Organizacja powstała 30 lat temu z inicjatywy ówczesnego przewodniczącego rady nadzorczej Gminnej Spółdzielni „Samopomoc Chłopska” Dominika Wycichowskiego, który został pierwszym przewodniczącym. Nowa powstała organizacja społeczna, jej zarząd ściśle współpracowali z zarządem GS. Podejmowali wspólne inicjatywy, organizowali uroczystości, imprezy okolicznościowe, wycieczki. Po śmieci Wycichowskiego wyglądało, że koło rozpadnie się. W 1997 roku, na prośbę Zarządu Rejonowego Polskiego Związku Emerytów, Rencistów i Inwalidów w Aleksandrowie Kujawskim przeprowadzono wybory, które wyłoniły nowa przewodniczącą – Halinę Więconek, skarbnikiem został Symforian Balcerowski, a sekretarzem Jerzy Kwiatkowski. W tym czasie koło liczyło 20 osób.
Po 10 latach funkcję przewodniczącego objął Teofil Tomaszewski, który pełnił ją kolejne 10 lat. Szeregi organizacji zwiększyły się do 50 osób. Koło w Wagańcu urosło do rangi najliczniejszego w regionie.
- 30 lat istnienia to przede wszystkim czas wspólnej pracy i spotkań – mówi Halina Rutecka, która w marcu br. została przewodniczącą koła. Kieruje nim wspólnie ze skarbnikiem Małgorzatą Smykowską i sekretarzem Jolantą Momot. Obecnie organizacja skupia 62 członków. Podczas jubileuszowego spotkania przyjęto cztery osoby.
Przed rozpoczęciem uroczystości z interesującym programem okolicznościowym wystąpili uczniowie szkoły w Niszczewach, przygotowywani przez Wiolettę Świątkowską i Tomasza Centkowskiego.

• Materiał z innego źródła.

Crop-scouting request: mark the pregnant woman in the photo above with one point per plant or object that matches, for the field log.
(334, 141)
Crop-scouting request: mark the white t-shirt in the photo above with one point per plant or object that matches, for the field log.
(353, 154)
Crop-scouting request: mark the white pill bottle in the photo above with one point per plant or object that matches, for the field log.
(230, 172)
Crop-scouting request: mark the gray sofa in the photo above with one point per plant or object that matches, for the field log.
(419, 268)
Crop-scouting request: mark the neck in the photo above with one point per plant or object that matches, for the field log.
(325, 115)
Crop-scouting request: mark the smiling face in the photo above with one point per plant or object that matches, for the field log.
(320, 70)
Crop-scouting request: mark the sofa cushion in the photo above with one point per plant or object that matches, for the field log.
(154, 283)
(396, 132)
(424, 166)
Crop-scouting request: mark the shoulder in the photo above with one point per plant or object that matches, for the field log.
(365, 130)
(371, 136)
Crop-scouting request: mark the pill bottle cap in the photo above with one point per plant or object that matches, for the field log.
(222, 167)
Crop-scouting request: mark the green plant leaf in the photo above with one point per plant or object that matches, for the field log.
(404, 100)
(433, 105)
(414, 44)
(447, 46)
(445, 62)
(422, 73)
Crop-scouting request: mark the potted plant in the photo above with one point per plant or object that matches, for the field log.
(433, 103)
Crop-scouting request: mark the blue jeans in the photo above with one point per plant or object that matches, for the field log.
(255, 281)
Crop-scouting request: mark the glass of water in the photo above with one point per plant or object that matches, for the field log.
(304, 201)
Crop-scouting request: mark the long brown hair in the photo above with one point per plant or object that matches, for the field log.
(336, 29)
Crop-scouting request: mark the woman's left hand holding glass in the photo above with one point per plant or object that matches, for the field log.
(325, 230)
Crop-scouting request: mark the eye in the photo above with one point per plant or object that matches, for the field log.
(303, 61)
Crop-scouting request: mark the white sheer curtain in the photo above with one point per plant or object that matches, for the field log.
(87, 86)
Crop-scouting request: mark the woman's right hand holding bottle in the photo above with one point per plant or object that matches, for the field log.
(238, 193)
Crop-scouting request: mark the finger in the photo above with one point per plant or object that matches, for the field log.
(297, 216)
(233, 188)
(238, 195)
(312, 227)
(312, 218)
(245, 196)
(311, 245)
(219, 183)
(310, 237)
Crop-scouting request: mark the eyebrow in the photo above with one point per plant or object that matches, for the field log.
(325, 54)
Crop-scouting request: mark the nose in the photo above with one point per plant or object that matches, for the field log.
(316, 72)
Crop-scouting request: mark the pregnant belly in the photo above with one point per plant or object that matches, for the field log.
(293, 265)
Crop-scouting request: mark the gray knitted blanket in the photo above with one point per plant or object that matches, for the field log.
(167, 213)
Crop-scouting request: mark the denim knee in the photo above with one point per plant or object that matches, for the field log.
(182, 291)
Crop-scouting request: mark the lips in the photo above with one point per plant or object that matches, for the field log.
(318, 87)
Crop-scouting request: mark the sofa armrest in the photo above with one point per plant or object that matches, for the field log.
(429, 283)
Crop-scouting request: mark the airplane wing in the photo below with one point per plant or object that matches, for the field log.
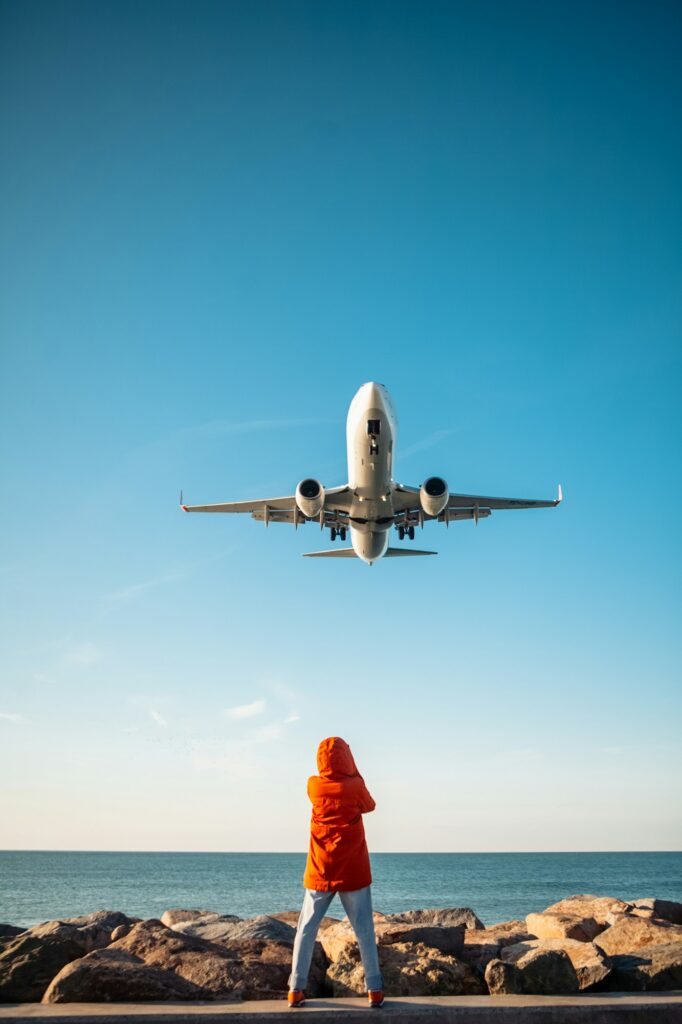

Jubileusz był okazją do podziękowania za dotychczasową działalność, co zrobił wójt Piotr Kosik, radny powiatu Maciej Włoch oraz liczne grono zaproszonych gości. Były kwiaty, uściski, wyróżniającym się członkom wręczono dyplomy i statuetki. Zebrani odśpiewali sto lat państwu Łopatkowskim i Wiatrowskim, którzy w tym roku obchodzili 50-lecie związku małżeńskiego. Oficjalną część jubileuszowego spotkania zakończono wspólnym zdjęciem.